The Right Approach
Society expects a lot from us. A bizarre and seemingly counter-intuitive expectation is to be negative. If you’re discussing work, the weekend, or even the weather, your safest bet for an engaging conversation is usually to take a negative angle. It’s amazing the lengths that people will go to complain. Since society expects this negativity, it’s really easy for us to provide. I could complain for a solid 30 minutes about how annoying it is to use type-to-search on the TV remote. I’m really expected to take 10 minutes to enter my email and password to log in to Netflix on my TV? Outrageous.
Today is my first day back to work after a week of fall break. Whether you had a week’s vacation or not, you are probably also feeling some sort of negativity to going back to work. It’s incredible how we can be passionate about our work and at the same time dread returning to it. I think it’s an aspect of being human that we can’t avoid: the desire for the maximum amount of comfort at all times.

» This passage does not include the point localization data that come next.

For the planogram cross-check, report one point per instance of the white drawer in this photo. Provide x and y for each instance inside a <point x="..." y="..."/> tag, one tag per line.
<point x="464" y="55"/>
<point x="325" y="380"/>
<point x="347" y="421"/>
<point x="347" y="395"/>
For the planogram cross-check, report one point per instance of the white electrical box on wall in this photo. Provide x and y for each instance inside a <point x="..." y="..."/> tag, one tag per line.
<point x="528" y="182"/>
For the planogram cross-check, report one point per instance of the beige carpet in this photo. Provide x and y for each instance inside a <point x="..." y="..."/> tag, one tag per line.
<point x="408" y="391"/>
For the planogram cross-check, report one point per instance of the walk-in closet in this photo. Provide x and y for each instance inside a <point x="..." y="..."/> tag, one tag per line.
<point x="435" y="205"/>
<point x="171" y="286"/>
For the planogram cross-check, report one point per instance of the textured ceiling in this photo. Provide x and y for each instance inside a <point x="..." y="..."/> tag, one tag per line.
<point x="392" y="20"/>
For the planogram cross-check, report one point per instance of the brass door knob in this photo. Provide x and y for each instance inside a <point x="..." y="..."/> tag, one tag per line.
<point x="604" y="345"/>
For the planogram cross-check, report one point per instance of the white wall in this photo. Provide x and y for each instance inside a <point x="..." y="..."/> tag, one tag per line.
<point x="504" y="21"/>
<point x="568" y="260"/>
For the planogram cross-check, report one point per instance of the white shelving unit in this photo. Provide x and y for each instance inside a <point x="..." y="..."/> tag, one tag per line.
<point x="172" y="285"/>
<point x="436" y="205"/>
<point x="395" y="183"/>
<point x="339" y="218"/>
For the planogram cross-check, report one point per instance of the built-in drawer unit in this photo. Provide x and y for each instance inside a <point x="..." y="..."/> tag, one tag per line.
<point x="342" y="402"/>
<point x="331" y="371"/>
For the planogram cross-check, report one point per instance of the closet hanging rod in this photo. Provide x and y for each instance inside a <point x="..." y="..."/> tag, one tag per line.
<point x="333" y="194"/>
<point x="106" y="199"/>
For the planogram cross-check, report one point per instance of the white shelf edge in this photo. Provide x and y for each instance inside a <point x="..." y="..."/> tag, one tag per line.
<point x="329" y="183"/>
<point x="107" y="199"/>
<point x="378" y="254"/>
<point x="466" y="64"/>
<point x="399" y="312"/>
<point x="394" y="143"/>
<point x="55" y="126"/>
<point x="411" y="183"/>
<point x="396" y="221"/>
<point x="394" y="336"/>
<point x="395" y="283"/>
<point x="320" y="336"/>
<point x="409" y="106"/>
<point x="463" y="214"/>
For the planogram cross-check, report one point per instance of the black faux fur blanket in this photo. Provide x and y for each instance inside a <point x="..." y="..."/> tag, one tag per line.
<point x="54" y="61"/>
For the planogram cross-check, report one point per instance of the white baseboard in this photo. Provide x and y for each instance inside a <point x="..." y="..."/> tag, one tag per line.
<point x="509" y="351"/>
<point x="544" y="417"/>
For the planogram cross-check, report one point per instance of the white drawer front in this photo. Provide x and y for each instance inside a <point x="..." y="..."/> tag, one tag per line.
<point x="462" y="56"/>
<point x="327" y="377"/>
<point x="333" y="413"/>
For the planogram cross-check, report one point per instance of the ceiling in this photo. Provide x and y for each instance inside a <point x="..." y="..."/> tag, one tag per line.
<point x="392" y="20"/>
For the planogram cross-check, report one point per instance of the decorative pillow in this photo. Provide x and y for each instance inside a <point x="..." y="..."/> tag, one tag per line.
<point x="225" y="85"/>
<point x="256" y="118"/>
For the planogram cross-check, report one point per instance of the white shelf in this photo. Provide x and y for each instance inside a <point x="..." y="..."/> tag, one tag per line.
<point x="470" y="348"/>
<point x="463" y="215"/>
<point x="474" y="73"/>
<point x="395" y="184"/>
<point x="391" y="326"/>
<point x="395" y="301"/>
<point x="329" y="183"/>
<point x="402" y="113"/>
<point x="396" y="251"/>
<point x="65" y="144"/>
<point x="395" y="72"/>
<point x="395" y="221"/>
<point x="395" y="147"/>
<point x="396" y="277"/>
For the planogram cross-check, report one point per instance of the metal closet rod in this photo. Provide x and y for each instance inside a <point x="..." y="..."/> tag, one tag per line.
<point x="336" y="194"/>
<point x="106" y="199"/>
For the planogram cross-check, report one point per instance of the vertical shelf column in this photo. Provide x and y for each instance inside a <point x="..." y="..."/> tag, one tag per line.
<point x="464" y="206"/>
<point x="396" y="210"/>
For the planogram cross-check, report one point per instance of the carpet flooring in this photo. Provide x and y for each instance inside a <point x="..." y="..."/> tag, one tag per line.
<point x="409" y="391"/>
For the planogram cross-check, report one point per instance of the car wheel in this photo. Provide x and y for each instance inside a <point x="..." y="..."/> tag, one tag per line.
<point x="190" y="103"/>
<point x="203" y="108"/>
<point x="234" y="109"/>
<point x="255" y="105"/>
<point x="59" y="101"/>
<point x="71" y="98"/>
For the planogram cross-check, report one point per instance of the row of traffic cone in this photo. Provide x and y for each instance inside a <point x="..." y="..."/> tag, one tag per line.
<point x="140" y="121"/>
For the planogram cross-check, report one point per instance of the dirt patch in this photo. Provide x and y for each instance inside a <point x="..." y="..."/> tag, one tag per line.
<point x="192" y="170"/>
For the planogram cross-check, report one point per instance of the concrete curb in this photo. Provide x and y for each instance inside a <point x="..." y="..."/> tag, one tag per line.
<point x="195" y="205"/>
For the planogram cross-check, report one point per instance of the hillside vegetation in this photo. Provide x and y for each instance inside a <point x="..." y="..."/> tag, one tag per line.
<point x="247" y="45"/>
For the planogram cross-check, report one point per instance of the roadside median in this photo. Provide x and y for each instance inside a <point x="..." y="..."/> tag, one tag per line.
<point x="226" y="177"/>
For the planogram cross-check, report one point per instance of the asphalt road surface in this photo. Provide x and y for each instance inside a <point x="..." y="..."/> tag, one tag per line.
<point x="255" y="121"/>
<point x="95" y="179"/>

And even though work or other commitments can be rewarding and fulfilling, they’re not always comfortable, meaning we’re not always excited about them. And we don’t always have to be excited, but we do have to be committed.
I am committed to going into work tomorrow energetic and free of complaints. Especially in my field, it’s easy to influence the atmosphere of a room. The mood that I radiate affects at least 20 other people at any given moment. That’s a lot of responsibility. Whether you encounter hundreds of faces throughout the day, or whether your sit at a computer for eight hours, your attitude always has influence over at least one person: you. And although you may not always feel excited or happy to be there, you can at least be committed to being there, and to working your hardest while you’re there. And that, friends, will make all the difference.